Funding provider: This work was supported by the University of Sharjah [grant num-
ber 22020403199].
Media Release
from: University of Sharjah, United Arab Emirates
Scientists have revealed that convolutional neural networks (CNNS), a type of deep learning algorithm, demonstrate superior performance when used to detect lies and deceptions, compared to traditional non-machine learning approaches.
They demonstrate that artificial intelligence (AI) and machine learning-based methods may provide accurate predictions if one major limitation is overcome.
Researchers based at the University of Sharjah in the United Arab Emirates reported their findings in a recent review paper published in the journal Expert System with Applicationsthey present an analysis of deception detection techniques that utilize machine learning.
Their findings follow a comprehensive literature search of various databases, including Google Scholar, Elsevier, ACM Digital Library, IEE Xplore, Springer, and more, using the keyword “Deception Detection.”
The research papers selected for analysis were published between 2012 and 2023. The authors aim to extract knowledge from existing literature on how to detect and streamline deceptions, detect lies via machine learning, and compare them to traditional non-machine learning approaches.
“Our aim was to conduct a comprehensive review of publications focused on computational predictions of deceptions, using a ML (machine learning) approach, in particular. To use the papers included in the analysis, we had to adopt an ML-based approach to identify deceptions, leveraging datasets, and writing in English,” the scientist wrote.
“Through the meta-analysis, we identified a total of 98 published articles that met our criteria. The first document in the analysis dates back to 2012, with the most recent publication in 2023. In particular, about half of these papers were published after 2019.
“There are systematic review papers relating to AI-based deception detection, but we conducted a comprehensive analysis of deception detection and provided a clear overview of field contributions and limitations.”
Deception detection research has recently attracted considerable attention as scientists believe in false research, as it is possible that people rely on false research and that people relying on deceptions can lead to objective understandings of human behavior.
They note that deception and lie are used interchangeably in the literature. This categorizes deceptive behavior into different types based on its meaning, ranging from harmful to serious consequences.
An extensive review of the author shows that lies are common in everyday life, and that even those who argue that they are honest “even those who engage in occasional deceptions, the average person lies multiple times a day.” The author points out that lies can range from completely deceiving, “I didn't kill him!” The harmless white lie was used to “the outfit looked good” and to avoid embarrassing and troublesome situations.
The authors find that what they gather from lying reviews is the biggest challenge facing the legal system. “In such circumstances, mistaken truth and vice versa can have a major impact on the parties involved and society as a whole,” they point out.
They added that deception and lies research has long been a topic of interest for researchers who are concerned about their adverse effects in the clinical, ethical and legal fields. According to the authors, the text of the literature selected for this study “utilises various data collection methods, data types, and techniques, and reveals the differences in linguistic and nonverbal cues between lies and truth.”

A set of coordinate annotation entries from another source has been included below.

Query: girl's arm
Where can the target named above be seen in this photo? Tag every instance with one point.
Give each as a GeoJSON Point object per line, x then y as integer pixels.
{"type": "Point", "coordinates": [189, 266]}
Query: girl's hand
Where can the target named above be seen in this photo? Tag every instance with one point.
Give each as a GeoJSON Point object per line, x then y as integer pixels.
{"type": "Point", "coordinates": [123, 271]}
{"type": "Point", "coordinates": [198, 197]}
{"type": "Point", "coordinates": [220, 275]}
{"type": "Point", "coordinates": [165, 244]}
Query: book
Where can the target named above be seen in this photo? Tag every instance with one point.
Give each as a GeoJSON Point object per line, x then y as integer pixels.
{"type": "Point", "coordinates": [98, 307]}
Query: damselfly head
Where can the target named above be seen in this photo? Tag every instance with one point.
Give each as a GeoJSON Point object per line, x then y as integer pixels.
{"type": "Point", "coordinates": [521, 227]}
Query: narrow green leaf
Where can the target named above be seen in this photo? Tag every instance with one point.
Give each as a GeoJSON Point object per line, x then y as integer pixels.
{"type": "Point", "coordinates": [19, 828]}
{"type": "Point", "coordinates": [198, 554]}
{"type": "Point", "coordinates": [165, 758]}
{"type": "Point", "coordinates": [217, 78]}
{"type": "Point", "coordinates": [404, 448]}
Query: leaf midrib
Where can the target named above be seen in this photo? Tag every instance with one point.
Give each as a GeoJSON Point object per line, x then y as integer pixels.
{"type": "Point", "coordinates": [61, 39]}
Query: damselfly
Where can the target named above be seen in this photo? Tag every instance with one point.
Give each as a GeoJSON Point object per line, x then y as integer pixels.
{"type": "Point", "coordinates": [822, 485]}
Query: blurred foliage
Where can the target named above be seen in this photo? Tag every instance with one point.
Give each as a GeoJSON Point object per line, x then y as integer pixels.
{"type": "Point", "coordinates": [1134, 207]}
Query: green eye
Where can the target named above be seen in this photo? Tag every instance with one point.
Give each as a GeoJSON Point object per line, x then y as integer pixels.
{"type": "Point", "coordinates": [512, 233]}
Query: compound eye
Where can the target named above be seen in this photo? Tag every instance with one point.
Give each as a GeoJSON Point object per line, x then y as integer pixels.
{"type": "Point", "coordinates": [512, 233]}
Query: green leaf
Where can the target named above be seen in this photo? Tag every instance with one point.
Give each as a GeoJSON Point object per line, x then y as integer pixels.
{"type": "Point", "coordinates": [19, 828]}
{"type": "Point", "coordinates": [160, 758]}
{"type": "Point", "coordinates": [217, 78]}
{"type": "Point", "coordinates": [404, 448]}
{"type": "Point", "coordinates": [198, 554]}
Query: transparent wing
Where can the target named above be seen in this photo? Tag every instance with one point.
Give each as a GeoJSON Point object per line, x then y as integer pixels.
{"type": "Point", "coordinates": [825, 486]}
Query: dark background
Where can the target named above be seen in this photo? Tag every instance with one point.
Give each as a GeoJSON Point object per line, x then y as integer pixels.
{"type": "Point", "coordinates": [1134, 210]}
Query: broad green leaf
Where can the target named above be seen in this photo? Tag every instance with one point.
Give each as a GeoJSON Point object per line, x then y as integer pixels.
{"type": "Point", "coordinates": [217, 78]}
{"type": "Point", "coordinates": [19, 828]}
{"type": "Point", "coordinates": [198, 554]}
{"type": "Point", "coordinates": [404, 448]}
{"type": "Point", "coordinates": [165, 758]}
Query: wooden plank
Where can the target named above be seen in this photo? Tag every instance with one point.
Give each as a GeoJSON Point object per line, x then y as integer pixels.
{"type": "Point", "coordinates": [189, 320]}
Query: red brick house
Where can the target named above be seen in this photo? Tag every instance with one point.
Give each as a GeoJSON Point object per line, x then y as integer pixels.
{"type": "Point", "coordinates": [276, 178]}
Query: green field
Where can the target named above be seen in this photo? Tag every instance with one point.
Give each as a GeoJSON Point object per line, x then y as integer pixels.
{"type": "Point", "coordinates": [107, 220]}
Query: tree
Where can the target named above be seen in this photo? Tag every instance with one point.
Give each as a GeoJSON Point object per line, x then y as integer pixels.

The author's review highlights that deception studies also rely on physical signals. This is called a “physiological cues.” Scientists have used scientists to distinguish deceptive and true behavior from utterances such as pupil size, eye movement, hand position, heart rate, and things people write and say.
Scientists emphasize that there is a huge amount of research and lies in deception. Their extensive reviews cover all aspects of previous traditional methods for detecting deceptions, including the most commonly used instruments.
They add that they rely on a variety of databases, usually consisting of short statements, online articles, information disorders, interviews and supplementary indicators such as EEG (EEG) attributes, annotations, and transcription.
The authors highlight the role of recent research using AI and machine learning, whilst celebrating the traditional methods of detecting deceptions.
The science of catching liars and detecting deceptions is increasingly leaning towards AI and machine learning, which can analyze and interpret different types of data, indicating the possibility of accurately identifying falsehoods, lies, and deceptions.
This study is not limited to literature reviews. Scientists triangulate research on multiple datasets to measure the effect of gender on deception behavior. They analyze 35 short videos to determine the impact of language variation on deceptive behavior. In addition to this, we assess the impact of linguistic and cultural changes in distinguishing between truth and false conversations, in addition to a dataset covering two hours of footage.
The authors found that compared to the performance of traditional methods, a machine learning-driven approach improves the efficiency of discovering lies and discovering deceptive behaviors and statements.
However, we have identified certain restrictions that have hindered AI-based methods of detecting deceptions. According to them, one of the major limitations and gaps in the study of deception detection is that machine learning devices that cannot explain the role of culture, language, and gender cannot explain how “generalisability of findings” can limit the “generalisability of findings.”